当会前身の『交通遺児母の会』が1975年(昭和50年)に創立して以来、多くの企業・団体・個人の皆様からご理解・ご協力を賜りました。ここに衷心より御礼と感謝を申し上げます。

 

これまで微力ながら交通遺児等を支援する活動を続けてまいりましたが、

  1.  自動車の安全性能向上や道路環境の整備などにより交通事故死亡者が減少してきたこと。
  2.  交通事故死亡者の多くが高齢者になり、“一家の大黒柱”が事故で亡くなることに起因する交通遺児が少なくなってきたこと。
  3.  自動車保険や遺族への補償制度に犯罪被害者支援の制度が加わり、経済的な救済策やセイフティ・ネットが充実してきたこと。
  4.  当会の財政が脆弱で持続可能な活動を見通せないこと。

等の理由により、当会の役割・目的が一定程度に達成されたと判断したことから、解散を決議しました。

 

 2004年に特定非営利活動法人に移行し、交通遺児だけでなく母子支援施設や児童養護施設の子どもたちも支援対象に追加しました。緊急貸付金や奨学金で交通遺児家庭の生活と修学を支え、レクレーション行事では子どもたちに楽しい思い出を作ってあげたいと企画しましたが、逆に子どもたちの笑顔から元気をいただきました。
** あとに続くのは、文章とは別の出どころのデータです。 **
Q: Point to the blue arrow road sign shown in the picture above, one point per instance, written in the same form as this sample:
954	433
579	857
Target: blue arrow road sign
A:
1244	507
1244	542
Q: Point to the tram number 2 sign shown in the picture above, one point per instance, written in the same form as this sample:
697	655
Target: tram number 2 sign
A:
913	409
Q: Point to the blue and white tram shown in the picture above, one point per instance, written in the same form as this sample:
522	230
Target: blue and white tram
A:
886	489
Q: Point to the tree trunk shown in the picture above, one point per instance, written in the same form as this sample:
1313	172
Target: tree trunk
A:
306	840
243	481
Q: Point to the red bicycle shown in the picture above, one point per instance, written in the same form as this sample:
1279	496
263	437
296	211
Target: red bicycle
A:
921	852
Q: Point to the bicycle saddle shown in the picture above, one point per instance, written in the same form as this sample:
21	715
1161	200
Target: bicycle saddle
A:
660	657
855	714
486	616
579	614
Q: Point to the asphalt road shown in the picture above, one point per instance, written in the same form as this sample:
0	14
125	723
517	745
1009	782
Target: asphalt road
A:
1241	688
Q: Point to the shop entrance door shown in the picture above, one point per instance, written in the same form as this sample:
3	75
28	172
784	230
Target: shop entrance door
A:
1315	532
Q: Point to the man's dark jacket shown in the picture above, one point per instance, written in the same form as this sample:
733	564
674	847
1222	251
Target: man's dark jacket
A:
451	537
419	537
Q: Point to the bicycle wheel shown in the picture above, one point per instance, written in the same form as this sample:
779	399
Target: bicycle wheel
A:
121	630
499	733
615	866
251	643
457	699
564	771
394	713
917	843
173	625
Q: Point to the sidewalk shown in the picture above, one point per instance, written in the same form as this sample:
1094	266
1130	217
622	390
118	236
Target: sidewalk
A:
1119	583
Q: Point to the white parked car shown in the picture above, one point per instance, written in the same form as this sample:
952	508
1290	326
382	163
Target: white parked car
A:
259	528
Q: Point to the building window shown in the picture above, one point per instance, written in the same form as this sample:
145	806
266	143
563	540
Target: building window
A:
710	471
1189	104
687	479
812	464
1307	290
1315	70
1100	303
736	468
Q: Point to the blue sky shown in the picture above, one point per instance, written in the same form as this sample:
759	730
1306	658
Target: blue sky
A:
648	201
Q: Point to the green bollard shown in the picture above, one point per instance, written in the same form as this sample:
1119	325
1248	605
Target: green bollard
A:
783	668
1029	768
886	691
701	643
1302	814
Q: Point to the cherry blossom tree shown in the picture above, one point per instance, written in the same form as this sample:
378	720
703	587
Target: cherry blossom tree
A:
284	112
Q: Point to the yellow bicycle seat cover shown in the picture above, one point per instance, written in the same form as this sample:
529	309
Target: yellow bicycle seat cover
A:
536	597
また、多くのボランティアや善意に支えられて成長できたことに改めて感謝申し上げます。

 

どんなに注意しても、交通事故が無くなることはないでしょう。

しかしながら、事故を減らすための不断の努力、思いやりの行動は、誰にでもできるものと信じます。

子どもたちの健全な育成を心より祈念いたします。